Nintendo, Sony et Microsoft se cherchent au Tokyo Game Show

JEU VIDEO La rencontre a pris une tournure hautement stratégique...

Mathias Cena

— 

Des cosplayers japonais, au Tokyo Game Show, le 11 octobre 2008. 

Pour les dernières news sur les jeux vidéo, cliquez ici...
Des cosplayers japonais, au Tokyo Game Show, le 11 octobre 2008.  Pour les dernières news sur les jeux vidéo, cliquez ici... — REUTERS/Yuriko Nakao

Qu’on ne s’y trompe pas: le Tokyo Game Show, avec ses presque 200.000 visiteurs, son atmosphère familiale, son outrance toute nipponne et ses hôtesses qui se disputent le short le plus court, est bien une étape de la guerre sanglante que se livrent toute l’année Nintendo, Sony et Microsoft. Particulièrement attendue après le bide du salon américain de l’E3 en juillet dernier, d’où les trois «gros» étaient repartis sans avoir rien annoncé de fracassant, la rencontre, qui a démarré jeudi, a pris une tournure hautement stratégique, plus proche de la partie d'échecs que du combat de «Street Fighter IV».

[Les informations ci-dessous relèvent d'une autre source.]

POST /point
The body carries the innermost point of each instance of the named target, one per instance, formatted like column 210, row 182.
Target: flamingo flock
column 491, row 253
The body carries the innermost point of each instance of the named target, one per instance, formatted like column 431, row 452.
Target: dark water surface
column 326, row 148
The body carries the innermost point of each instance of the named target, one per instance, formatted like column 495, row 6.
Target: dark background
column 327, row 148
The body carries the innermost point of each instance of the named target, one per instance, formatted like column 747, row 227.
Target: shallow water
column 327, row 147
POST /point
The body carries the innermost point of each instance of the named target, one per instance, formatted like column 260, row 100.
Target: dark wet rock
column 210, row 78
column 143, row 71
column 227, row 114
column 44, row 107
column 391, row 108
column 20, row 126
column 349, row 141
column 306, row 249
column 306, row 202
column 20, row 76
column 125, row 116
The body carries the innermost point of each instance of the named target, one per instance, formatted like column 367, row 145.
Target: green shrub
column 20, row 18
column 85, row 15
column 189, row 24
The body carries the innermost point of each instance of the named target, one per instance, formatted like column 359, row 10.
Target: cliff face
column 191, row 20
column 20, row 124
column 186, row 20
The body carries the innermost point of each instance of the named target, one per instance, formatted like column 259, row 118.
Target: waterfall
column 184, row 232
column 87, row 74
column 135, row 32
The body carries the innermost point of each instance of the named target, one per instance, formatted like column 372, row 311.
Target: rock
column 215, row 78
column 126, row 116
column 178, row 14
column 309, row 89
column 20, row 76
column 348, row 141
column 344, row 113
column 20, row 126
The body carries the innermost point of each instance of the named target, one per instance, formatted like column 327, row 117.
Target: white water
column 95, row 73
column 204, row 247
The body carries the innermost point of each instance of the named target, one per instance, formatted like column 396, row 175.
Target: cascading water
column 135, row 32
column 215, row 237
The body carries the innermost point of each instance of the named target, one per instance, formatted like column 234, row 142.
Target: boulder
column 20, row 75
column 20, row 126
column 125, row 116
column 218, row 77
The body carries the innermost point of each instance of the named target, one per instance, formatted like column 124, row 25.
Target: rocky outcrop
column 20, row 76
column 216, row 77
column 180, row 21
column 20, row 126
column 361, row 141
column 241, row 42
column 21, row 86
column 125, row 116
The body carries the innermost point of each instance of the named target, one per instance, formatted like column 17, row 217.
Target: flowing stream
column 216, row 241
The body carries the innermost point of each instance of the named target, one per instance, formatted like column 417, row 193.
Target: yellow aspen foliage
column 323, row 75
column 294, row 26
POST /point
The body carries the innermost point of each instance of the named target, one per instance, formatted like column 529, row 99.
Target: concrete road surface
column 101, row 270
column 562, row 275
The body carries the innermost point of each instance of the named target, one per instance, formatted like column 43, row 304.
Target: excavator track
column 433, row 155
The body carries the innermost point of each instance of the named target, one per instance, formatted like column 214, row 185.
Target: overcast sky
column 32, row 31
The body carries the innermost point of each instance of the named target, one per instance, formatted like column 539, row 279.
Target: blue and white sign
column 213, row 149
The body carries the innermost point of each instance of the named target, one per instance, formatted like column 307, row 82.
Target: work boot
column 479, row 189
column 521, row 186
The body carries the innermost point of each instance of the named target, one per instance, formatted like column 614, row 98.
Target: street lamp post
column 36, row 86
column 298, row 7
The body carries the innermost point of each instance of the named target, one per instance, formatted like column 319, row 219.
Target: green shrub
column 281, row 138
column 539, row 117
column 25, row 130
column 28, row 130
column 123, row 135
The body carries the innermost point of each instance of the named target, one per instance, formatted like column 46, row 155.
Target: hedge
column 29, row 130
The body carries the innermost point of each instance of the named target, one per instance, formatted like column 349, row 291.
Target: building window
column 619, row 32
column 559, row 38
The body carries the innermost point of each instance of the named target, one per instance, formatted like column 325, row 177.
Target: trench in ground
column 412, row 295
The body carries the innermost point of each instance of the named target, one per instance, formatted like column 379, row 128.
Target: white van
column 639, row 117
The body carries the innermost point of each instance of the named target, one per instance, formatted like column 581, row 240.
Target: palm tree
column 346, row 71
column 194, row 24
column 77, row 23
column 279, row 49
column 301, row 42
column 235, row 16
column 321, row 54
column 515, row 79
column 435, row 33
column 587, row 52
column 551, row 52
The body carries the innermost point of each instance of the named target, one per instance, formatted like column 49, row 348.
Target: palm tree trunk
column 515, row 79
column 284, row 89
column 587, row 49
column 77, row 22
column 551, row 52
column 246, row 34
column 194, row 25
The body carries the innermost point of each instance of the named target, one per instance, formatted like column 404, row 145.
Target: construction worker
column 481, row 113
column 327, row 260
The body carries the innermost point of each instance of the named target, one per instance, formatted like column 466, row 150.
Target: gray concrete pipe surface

Le fier Nintendo, qui caracole en tête des ventes dans le monde entier, boude ce salon depuis sa création en 1996 et avait donc organisé son propre événement quelques jours plus tôt. Restaient donc Sony et Microsoft, qui se disputent âprement le marché asiatique.

Microsoft fait une percée au Japon

L'Américain, longtemps bon dernier au Japon, y vend pourtant depuis quelques semaines plus de Xbox 360 que son concurrent de PlayStation 3. Et ce grâce à plusieurs baisses de prix de sa console et surtout à la sortie de plus en plus régulière de RPG (jeux de rôle), dont sont friands les Japonais. Très à son aise à Tokyo, le constructeur s'y est tout bonnement présenté comme un pont entre les cultures.

Sa conférence de presse a d'ailleurs eu un écho particulier devant un parterre de professionnels japonais du jeu vidéo, émus un peu plus tôt par le constat du président de Square Enix, éditeur nippon spécialiste des RPG: selon lui, le Japon a perdu son hégémonie en matière vidéoludique. Surfant sur cette réalité, le constructeur américain a commencé par insister sur le potentiel que représentent les productions nipponnes, qui méritent, selon lui, d’être mieux connues en Occident. Et s’est proposé de relever ce défi, rappelant au passage qu’il pensait atteindre après Noël le milliard de dollars de recette uniquement pour les jeux japonais.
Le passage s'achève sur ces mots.